Het scannen van het gewas voor bijmesten met de CropScan-methode kan prima met een ‘landbouw drone’. Deze nieuwe methode ondervangt verschillende nadelen van de handmatig uit te voeren CropScan, waardoor opschaling naar grotere arealen in zicht komt.
Dit blijkt uit praktijkonderzoek van Wageningen UR en DLV Plant. Op het Limburgse preibedrijf Vollenberg vergeleek Wageningen UR en DLV Plant bijmesten aan de hand van metingen met de CropScan en beelden vanuit een onbemand vliegtuigje: de ‘landbouw drone’. De drone is daarvoor uitgerust met een Tetracam Mini-MCA-4 camera.

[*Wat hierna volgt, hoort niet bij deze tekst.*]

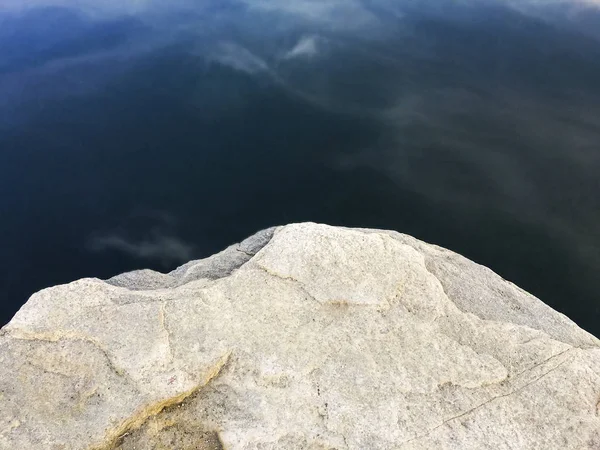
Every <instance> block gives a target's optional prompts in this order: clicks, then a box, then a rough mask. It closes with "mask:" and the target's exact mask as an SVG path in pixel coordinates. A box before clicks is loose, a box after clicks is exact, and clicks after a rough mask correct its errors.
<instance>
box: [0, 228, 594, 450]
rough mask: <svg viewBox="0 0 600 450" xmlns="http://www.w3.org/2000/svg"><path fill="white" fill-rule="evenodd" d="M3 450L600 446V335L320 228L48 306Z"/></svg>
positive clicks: (376, 239) (525, 292) (59, 289)
mask: <svg viewBox="0 0 600 450" xmlns="http://www.w3.org/2000/svg"><path fill="white" fill-rule="evenodd" d="M0 362H1V364H0V410H1V411H2V414H1V415H0V449H32V450H35V449H40V450H42V449H43V450H47V449H53V450H54V449H56V450H58V449H122V450H126V449H127V450H129V449H140V448H142V449H163V448H165V449H166V448H168V449H190V450H191V449H198V448H200V449H221V448H227V449H304V448H306V449H333V448H336V449H392V448H393V449H431V448H447V449H453V448H454V449H465V448H494V449H504V448H506V449H508V448H520V449H539V448H544V449H554V448H556V449H565V448H590V449H592V448H600V417H599V414H600V411H599V408H600V406H599V400H600V342H599V341H598V340H597V339H596V338H595V337H593V336H591V335H590V334H588V333H586V332H585V331H583V330H581V329H580V328H578V327H577V326H576V325H575V324H574V323H573V322H571V321H570V320H569V319H568V318H566V317H565V316H563V315H562V314H559V313H558V312H556V311H554V310H552V309H551V308H550V307H548V306H547V305H545V304H544V303H542V302H541V301H540V300H538V299H537V298H535V297H533V296H532V295H530V294H528V293H526V292H525V291H523V290H521V289H519V288H518V287H517V286H515V285H513V284H512V283H510V282H508V281H505V280H503V279H502V278H500V277H499V276H498V275H496V274H494V273H493V272H492V271H491V270H489V269H487V268H485V267H482V266H479V265H477V264H475V263H473V262H472V261H469V260H467V259H466V258H463V257H462V256H460V255H457V254H456V253H453V252H451V251H449V250H445V249H443V248H440V247H436V246H433V245H430V244H426V243H424V242H421V241H418V240H416V239H414V238H412V237H410V236H406V235H402V234H399V233H396V232H391V231H381V230H365V229H347V228H339V227H331V226H327V225H319V224H313V223H302V224H293V225H287V226H283V227H278V228H272V229H269V230H265V231H262V232H260V233H258V234H256V235H255V236H253V237H251V238H249V239H247V240H245V241H244V242H242V243H240V244H236V245H233V246H231V247H229V248H228V249H226V250H224V251H223V252H221V253H219V254H217V255H214V256H212V257H210V258H207V259H204V260H200V261H193V262H190V263H188V264H186V265H184V266H182V267H180V268H179V269H177V270H175V271H173V272H171V273H170V274H159V273H156V272H152V271H138V272H132V273H129V274H123V275H120V276H117V277H114V278H112V279H110V280H107V281H101V280H97V279H84V280H79V281H75V282H73V283H70V284H67V285H63V286H57V287H53V288H50V289H46V290H43V291H41V292H39V293H37V294H35V295H33V296H32V297H31V299H30V300H29V301H28V302H27V304H25V305H24V306H23V308H21V310H20V311H19V312H18V313H17V314H16V316H15V317H14V318H13V320H12V321H11V322H10V323H9V324H8V325H7V326H6V327H4V328H3V329H2V331H1V332H0Z"/></svg>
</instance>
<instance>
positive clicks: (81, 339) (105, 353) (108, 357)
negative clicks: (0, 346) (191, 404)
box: [7, 329, 138, 390]
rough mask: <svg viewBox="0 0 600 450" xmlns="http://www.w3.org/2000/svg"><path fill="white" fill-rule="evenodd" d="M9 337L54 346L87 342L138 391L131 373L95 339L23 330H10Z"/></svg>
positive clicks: (136, 385)
mask: <svg viewBox="0 0 600 450" xmlns="http://www.w3.org/2000/svg"><path fill="white" fill-rule="evenodd" d="M7 336H9V337H10V338H12V339H16V340H20V341H39V342H47V343H53V344H56V343H59V342H61V341H66V342H74V341H80V342H86V343H88V344H91V345H93V346H94V347H95V348H96V349H98V350H99V351H100V353H102V355H103V356H104V358H105V360H106V364H107V366H108V367H109V368H110V369H111V371H112V372H114V373H115V374H117V375H118V376H119V377H121V378H124V379H126V380H127V381H128V382H129V384H131V385H132V386H133V387H135V389H136V390H138V388H137V383H136V382H135V381H134V380H133V379H132V378H131V376H130V375H129V373H127V371H126V370H125V369H122V368H120V367H119V366H117V365H116V364H115V363H114V361H113V360H112V358H111V356H110V355H109V353H108V351H107V350H106V349H105V348H104V347H103V346H102V344H100V343H99V342H98V341H96V340H95V339H93V338H91V337H89V336H81V335H78V334H75V333H65V334H61V335H57V334H51V335H45V334H32V333H29V332H26V331H23V330H18V329H12V330H10V331H9V332H8V333H7Z"/></svg>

De metingen met CropScan en met deze camera bleken sterk gecorreleerd. Wel varieerde de relatie van dag tot dag, waardoor steeds opnieuw ijken noodzakelijk was. Ook de dataverwerking kost nog veel tijd.
Deze bevindingen zien de onderzoekers echter als kinderziektes, die met het voortschrijden van deze nieuwe techniek opgelost zullen worden. Vervolgens is het mogelijk het bijmesten op basis van gewasreflectiemetingen breder in de praktijk toe te passen, omdat er een drone snel veel percelen kan meten.
Het bijmesten volgens de CropScan-methode heeft zich in proeven bewezen, voor onder andere prei en aardappel. Het is een methode om tijdens de teelt de stikstofgift af te stemmen op de stikstofbehoefte van het gewas. De benutting van stikstof kan zo worden verhoogd en de kans op uitspoeling naar grond- en oppervlaktewater verminderd.